La duda que podría surgir en este sentido sería si, independientemente de la legitimidad o no de los Agentes para acceder a la vivienda, la negativa a identificarse podría ser en sí misma constitutiva de un delito de desobediencia grave del ya mencionado artículo 556 del Código Penal o si, por el contrario, habría que entender que estaríamos en todo caso ante una desobediencia de carácter leve (anteriormente tipificada como falta del artículo 634 del Código Penal), teniendo por tanto que reconducirse dicha conducta en la actualidad por la vía sancionadora administrativa. 

En este sentido, el artículo 16 de la Ley Orgánica 4/2015, de 30 de marzo, de Protección de la Seguridad Ciudadana establece:

“1. En el cumplimiento de sus funciones de indagación y prevención delictiva, así como para la sanción de infracciones penales y administrativas, los agentes de las Fuerzas y Cuerpos de Seguridad podrán requerir la identificación de las personas en los siguientes supuestos: a) Cuando existan indicios de que han podido participar en la comisión de una infracción. [...] En estos supuestos, los agentes podrán realizar las comprobaciones necesarias en la vía pública o en el lugar donde se hubiese hecho el requerimiento.
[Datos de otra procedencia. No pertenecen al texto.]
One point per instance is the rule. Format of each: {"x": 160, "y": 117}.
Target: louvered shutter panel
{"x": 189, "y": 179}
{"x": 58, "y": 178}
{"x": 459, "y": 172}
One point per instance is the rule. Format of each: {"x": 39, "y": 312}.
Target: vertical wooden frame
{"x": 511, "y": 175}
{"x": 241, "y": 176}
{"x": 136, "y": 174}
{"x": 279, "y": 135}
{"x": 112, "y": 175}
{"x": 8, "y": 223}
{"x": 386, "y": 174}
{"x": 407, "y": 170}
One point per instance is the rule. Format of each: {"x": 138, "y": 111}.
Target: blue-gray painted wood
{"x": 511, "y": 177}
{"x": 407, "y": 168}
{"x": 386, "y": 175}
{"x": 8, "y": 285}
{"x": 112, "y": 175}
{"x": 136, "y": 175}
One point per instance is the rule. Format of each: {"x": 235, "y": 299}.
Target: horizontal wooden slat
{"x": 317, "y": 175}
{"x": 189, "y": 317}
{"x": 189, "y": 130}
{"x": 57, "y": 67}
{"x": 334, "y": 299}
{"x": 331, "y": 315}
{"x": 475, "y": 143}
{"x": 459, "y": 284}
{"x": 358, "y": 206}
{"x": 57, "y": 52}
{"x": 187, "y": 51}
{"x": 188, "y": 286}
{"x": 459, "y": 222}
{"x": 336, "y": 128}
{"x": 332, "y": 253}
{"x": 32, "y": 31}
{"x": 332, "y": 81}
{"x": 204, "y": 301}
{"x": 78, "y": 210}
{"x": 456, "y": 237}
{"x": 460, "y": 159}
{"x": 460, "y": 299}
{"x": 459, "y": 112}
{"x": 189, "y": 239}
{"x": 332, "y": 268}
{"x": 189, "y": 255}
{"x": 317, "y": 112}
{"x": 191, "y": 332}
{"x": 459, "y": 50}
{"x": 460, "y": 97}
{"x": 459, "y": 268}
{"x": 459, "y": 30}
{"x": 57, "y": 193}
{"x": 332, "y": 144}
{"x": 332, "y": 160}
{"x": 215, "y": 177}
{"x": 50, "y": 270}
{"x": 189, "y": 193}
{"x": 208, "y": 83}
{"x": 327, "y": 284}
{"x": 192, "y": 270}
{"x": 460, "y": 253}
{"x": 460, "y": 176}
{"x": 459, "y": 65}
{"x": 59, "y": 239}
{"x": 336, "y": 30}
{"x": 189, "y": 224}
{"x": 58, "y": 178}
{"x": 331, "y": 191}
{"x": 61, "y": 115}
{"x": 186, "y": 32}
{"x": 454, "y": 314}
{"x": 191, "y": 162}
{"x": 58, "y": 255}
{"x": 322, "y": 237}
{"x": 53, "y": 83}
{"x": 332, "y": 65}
2. Cuando no fuera posible la identificación [...] o si la persona se negase a identificarse, los agentes, para impedir la comisión de un delito o al objeto de sancionar una infracción, podrán requerir a quienes no pudieran ser identificados a que les acompañen a las dependencias policiales más próximas. [...]

5. En los casos de resistencia o negativa a identificarse o a colaborar en las comprobaciones o prácticas de identificación, se estará a lo dispuesto en el Código Penal, en la Ley de Enjuiciamiento Criminal y, en su caso, en esta Ley.” 

Es decir, si bien los Agentes del Orden están legalmente autorizados para requerir la identificación de aquellos sujetos sospechosos de haber cometido alguna infracción –de cualquier índole–, el precepto no ampara el acceso no consentido al domicilio privado en caso de negativa a identificarse, pues ello conculcaría lo establecido en el artículo 18.2 de la Constitución sobre la inviolabilidad del domicilio. De este modo, la Ley faculta meramente a los Agentes para efectuar las comprobaciones pertinentes en “el lugar donde se hubiese hecho el requerimiento”, es decir, en el caso que nos ocupa, debiendo permanecer en todo caso en el exterior de la vivienda.

Por otro lado, respecto de la relevancia jurídica de la conducta consistente en no identificarse ante el requerimiento de la autoridad, el artículo 36.6 de la mencionada Ley de Protección de la Seguridad Ciudadana establece como infracción grave –sancionada con multa de 601 a 30.000 euros– “la desobediencia o la resistencia a la autoridad o a sus agentes en el ejercicio de sus funciones, cuando no sean constitutivas de delito, así como la negativa a identificarse a requerimiento de la autoridad o de sus agentes”.

Por tanto, del tenor literal del precepto parecería desprenderse que estaríamos ante una mera infracción administrativa.

Esta ha sido además la postura adoptada por las Audiencias Provinciales de nuestro país. Puede verse por ejemplo el pronunciamiento de la Audiencia Provincial de Madrid (Sección 17ª) en su Sentencia núm. 365/2015, de 18 de mayo, la cual determinó que “la reiterada negativa a entregar la documentación para su identificación y las expresiones de menosprecio que el acusado profirió a los agentes de la Policía no rebasan la desobediencia para su incardinación en supuestos de los que se pudiese predicar la gravedad, dado que otro tipo de solución agrandaría injustificadamente el ámbito del delito en supuestos de la mera negativa a la identificación y falta de respeto vaciando de contenido falta de desobediencia...”. O, la Sentencia de la Audiencia Provincial de Valencia (Sección 2ª) núm. 367/2017 que estableció que: “(…) la negativa reiterada a la identificación es compatible con una leve desobediencia –también penalmente atípica–”.

En definitiva, estaríamos ante un tipo de desobediencia leve, penalmente irrelevante a día de hoy, y que, como decimos, en ningún caso autorizaría la entrada en la vivienda ajena, debiendo darse para ello alguno de los requisitos establecidos en el artículo 18.2 de nuestra Carta Magna. Ello es especialmente relevante en la medida en que, toda consecuencia probatoria derivada de un registro ilegal, devendrá ineficaz en sede judicial.